SUKSES BARU BAHAGIA ATAU BAHAGIA LANGSUNG SUKSES !?🤭




Jakarta, JENIUSLINE.- Mungkin banyak orang menyangka KESUKSESAN akan membawa KEBAHAGIAAN. Karena sebagai mereka bepikir sebagai orang sukses tentu mereka akan punya banyak uang. Maka, berlomba-lombalah mereka mengejar Sukses. Mereka pun sibuk, siang malam, menghabiskan waktu sampai 14 jam sehari. Bahkan, Empat Belas (14) jam sehari bukan hanya sekali seminggu, tetapi setiap hari. Hanya demi memikirkan target pendapatan yang belum tercapai, sehingga harus mengalihkan perhatian terhadap kesehatan dirinya sendiri.

Sekarang ini Banyak pelaku usaha yang menjalankan bisnisnya dengan memanfaatkan berbagai cara, bahkan dengan cara yang tidak lazim seperti contoh kalau kita searching di web-site banyak pihak yang menawarkan produknya melalui video live yang tersembunyi di balik kata-kata yang agak kurang pantas bila kita tinjau secara moral. 

Apapun itu tujuannya hanya satu, untuk mendongkrak dan mempercepat penjualan. Mereka memperhitungkan bahwa secara garis lurus jika penjualan meningkat otomatis revenue juga meningkat yang pada akhirnya berdampak garis lurus kepada profit usaha. Jika profit usaha meningkat, maka uang pun semakin banyak memenuhi rekening bank. Dan tentu saja mereka berharap hidupnya akan BAHAGIA karena mengantongi banyak uang.⁉️🤭

Namun apa yang terjadi, nampaknya diluar perkiraan mereka. Kesuksesan, mungkin dapat melahirkan kebahagiaan, tapi kesuksesan bukan faktor utama yang menjadikan orang bahagia, karena kesuksesan adalah proses kerja keras dan fokus untuk meraih impian hidup yang telah direncanakan (ditargetkan), yang didapatkan melalui pergerakan ruang dan berjalannya waktu. 

Sedangkan kebahagiaan adalah rasa nyaman, tenang, dan lapang, saat mengalami berbagai bentuk kehidupan, dimanapun dan kapanpun kita berada, yang tidak terbatas oleh ruang dan waktu. Karena itu kebahagiaan tidak bisa diukur dengan sesuatu yang nampak, seperti jabatan yang tinggi, materi yang berlimpah, dan pasangan hidup yang rupawan. Maka, meraih kebahagiaan Lebih Utama dari pada upaya memusatkan pembangunan ekonom semata. Karena bahagia tak akan bisa dibeli dengan uang. 
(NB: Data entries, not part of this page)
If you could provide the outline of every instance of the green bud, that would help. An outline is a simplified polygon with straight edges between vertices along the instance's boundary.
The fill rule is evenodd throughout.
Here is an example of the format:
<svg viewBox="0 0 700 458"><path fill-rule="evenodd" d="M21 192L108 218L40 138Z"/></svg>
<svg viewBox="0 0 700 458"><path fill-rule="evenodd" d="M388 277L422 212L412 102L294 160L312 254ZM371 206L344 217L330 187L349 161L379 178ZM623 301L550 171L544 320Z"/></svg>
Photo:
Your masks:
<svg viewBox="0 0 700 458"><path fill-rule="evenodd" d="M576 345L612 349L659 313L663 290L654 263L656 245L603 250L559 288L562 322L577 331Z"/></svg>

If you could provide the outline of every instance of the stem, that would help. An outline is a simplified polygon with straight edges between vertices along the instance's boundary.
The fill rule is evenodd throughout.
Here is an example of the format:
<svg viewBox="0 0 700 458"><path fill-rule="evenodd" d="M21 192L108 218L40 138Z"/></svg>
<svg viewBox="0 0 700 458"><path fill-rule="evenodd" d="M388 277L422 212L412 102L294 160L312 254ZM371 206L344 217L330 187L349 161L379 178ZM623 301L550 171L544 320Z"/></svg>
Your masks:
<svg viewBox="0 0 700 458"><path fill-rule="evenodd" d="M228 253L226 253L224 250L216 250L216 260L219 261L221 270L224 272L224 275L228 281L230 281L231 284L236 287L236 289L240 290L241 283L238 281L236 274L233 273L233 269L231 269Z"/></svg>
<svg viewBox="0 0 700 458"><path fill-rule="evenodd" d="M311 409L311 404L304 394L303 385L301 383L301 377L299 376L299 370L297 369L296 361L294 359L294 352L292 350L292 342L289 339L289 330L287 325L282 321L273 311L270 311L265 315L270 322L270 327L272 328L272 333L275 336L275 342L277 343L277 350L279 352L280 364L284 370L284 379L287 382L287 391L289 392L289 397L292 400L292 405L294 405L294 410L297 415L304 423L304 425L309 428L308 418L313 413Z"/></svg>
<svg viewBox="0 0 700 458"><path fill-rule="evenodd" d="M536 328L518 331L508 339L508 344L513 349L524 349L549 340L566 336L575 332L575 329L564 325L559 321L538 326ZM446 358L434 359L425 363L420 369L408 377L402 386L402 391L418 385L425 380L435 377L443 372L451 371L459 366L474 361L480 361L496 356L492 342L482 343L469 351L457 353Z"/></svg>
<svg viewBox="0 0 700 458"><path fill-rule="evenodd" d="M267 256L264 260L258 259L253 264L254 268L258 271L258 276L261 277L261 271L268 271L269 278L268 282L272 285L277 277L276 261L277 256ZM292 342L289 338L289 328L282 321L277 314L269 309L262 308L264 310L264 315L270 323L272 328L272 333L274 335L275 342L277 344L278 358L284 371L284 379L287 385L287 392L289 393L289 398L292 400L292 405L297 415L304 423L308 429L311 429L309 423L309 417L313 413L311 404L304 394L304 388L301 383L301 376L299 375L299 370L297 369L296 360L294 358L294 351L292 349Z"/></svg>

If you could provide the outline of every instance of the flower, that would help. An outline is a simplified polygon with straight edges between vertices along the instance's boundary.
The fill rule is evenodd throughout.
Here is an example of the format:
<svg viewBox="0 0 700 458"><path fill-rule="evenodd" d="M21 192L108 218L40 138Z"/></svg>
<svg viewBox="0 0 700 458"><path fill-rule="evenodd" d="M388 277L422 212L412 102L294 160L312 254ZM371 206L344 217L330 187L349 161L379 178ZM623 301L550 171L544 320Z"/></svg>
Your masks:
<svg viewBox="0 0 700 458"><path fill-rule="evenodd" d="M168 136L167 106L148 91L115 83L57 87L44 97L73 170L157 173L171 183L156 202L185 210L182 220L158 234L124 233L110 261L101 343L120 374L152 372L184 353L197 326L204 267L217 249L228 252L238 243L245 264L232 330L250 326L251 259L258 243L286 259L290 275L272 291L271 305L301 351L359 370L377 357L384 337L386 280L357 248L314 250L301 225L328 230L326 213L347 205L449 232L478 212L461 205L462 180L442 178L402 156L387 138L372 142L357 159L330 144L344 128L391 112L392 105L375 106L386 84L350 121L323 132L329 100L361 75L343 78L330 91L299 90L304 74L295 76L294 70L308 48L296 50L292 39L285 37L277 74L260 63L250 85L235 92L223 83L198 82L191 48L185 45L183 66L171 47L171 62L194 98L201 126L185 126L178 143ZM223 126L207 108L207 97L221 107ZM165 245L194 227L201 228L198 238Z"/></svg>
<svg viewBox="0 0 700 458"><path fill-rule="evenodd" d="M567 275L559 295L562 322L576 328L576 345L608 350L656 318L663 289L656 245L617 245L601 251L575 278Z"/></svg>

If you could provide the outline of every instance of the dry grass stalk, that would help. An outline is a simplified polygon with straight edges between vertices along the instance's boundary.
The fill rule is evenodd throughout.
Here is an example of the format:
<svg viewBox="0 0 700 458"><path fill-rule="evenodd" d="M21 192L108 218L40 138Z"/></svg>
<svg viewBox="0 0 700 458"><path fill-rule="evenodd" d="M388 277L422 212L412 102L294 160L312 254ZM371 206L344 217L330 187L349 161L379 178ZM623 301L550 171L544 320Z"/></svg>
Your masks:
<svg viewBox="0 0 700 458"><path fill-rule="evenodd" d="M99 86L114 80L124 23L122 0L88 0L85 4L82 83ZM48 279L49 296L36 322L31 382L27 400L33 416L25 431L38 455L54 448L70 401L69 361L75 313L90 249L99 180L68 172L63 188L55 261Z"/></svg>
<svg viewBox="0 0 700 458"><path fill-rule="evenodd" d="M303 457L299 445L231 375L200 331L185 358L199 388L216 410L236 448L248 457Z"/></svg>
Karena itu, jika hidup kita hanya fokus untuk meraih kesuksesan, justru malah  terkadang dapat mengorbankan kebahagiaan, bahkan dapat mengorbankan segalanya. Betapa banyak orang dalam meraih kesuksesan (obsesi) dirinya, rela melakukan praktik-praktik yang jauh dari esensi kebahagiaan, seperti mengorbankan kesehatan dirinya dengan pola hidup yang tidak seimbang, mengorbankan keharmonisan keluarganya demi lebih mengutamakan karirnya, mengorbankan hubungan persahabatan dengan cara menjilat atasan dan memfitnah koleganya, serta mengorbankan citra dirinya sehingga menjadi musuh masyarakat karena perilakunya yang korup. 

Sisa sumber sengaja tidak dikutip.